La participation est un des thèmes essentiels de la pensée du général de Gaulle. C’est son ambition sociale et morale. Exprimée publiquement pour la première fois en 1941, celle-ci est néanmoins le fruit d’une longue maturation intellectuelle, nourrie de nombreuses influences, à commencer par le catholicisme social d’un Albert de Mun, mais également des théories des socialistes français non marxistes, tels que Fourier, Proudhon, ou encore Jaurès. Cette réflexion l’a conduit à vouloir explorer une troisième voie, entre les deux principales idéologies de son temps : le libéralisme et le communisme.

 

Un rejet du capitalisme et du communisme

Le premier reproche que De Gaulle a à leur faire, sans aucun doute le plus important, est celui de diviser la nation. Quand le capitalisme dresse les classes les unes contre les autres et menace ainsi la cohésion nationale, le communisme, lui, entretient la lutte de ces mêmes classes à son profit et rejette l’idée nationale au profit d’un internationalisme prolétarien. Au contraire, De Gaulle estime que la lutte des classes est un concept dépassé et néfaste, qui interdit l’harmonie du corps social.

En outre, il reproche au capitalisme de livrer l’Etat aux féodalités, aux puissances d’argent. De Gaulle abhorre ce système que ne profite qu’au petit nombre détenant les moyens de production au détriment de l’intérêt général. Ce capitalisme aliène les travailleurs et leur ôte toute dignité. Enfin, il reproche au capitalisme et au communisme de ne frayer que dans le champ balisé du matérialisme. S’il convient que le collectivisme que les marxistes lui opposent n’a pas à subir les féodalités, car flanqué d’un Etat fort, il lui reproche d’être omniprésent et bureaucratique. De plus, le collectivitisme nie l’initiative individuelle et menace les libertés.

 

La participation, troisième voie « entre les loups et les moutons »

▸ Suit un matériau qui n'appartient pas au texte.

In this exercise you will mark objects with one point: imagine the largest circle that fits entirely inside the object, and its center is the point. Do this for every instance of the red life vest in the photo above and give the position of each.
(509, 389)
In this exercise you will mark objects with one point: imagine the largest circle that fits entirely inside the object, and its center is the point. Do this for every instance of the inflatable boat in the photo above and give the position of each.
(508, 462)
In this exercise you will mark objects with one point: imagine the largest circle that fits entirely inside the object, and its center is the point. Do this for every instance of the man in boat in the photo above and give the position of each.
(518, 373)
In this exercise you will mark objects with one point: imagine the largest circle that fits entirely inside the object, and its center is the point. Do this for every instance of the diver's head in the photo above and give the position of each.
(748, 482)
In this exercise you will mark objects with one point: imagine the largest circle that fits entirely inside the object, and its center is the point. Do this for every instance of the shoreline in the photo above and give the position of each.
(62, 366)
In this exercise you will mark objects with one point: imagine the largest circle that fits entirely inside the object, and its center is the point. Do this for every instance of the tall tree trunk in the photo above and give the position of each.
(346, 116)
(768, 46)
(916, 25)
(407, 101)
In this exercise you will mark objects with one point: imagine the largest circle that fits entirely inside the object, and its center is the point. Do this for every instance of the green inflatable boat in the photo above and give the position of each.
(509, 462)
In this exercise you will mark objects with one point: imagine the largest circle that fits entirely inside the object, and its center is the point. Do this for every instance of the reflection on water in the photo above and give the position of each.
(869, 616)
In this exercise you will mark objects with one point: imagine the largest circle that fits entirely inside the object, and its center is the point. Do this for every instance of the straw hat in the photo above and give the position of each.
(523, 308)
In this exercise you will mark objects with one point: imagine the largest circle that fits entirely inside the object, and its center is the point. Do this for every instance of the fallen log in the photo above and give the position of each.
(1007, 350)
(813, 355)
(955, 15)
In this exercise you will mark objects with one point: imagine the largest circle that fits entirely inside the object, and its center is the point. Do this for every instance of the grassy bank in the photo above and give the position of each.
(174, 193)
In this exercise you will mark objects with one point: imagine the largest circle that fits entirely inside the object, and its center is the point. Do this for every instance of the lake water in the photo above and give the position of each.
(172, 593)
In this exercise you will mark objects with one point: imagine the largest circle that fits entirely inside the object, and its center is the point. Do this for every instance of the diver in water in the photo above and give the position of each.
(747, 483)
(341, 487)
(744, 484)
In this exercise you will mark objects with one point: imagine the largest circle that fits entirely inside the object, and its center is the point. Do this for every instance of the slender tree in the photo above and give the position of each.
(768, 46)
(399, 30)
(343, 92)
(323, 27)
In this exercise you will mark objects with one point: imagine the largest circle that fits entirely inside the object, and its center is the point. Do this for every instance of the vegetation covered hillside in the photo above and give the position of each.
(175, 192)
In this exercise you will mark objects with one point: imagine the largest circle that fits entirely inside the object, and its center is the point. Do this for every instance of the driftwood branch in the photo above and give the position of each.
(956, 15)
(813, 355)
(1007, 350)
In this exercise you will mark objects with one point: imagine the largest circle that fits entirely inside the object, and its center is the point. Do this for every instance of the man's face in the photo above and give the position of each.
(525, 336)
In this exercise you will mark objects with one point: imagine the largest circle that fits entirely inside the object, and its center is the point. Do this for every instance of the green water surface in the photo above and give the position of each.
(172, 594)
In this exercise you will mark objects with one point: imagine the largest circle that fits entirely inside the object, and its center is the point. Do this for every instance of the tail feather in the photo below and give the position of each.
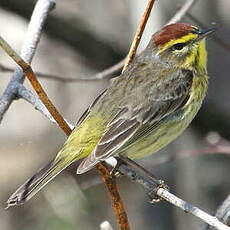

De Gaulle leur oppose la participation, qui consiste en l’association des travailleurs à la marche de l’entreprise. Cela signifie que la participation est avant tout une remise en question du salariat (qui se caractérise par un lien de subordination entre l’employeur et le travailleur, ce dernier vendant sa force de travail au premier contre rémunération), tout autant que de la condition de prolétaire, qui ne fait qu’entretenir une stérile lutte des classes. La pensée participative est ainsi parfaitement résumée par René Capitant, qui écrira en 1964 que « dans la coopérative de production, la collectivité des travailleurs se confond avec la collectivité des employeurs, de telle sorte que chacun dépend en définitive de lui-même tout en se trouvant associé à une oeuvre collective ». Ainsi, la troisième voie a pour but de doter les « apporteurs de travail » de droits égaux à ceux des apporteurs de capitaux, et transformer les travailleurs en cogestionnaires et copropriétaires est leur ambition finale.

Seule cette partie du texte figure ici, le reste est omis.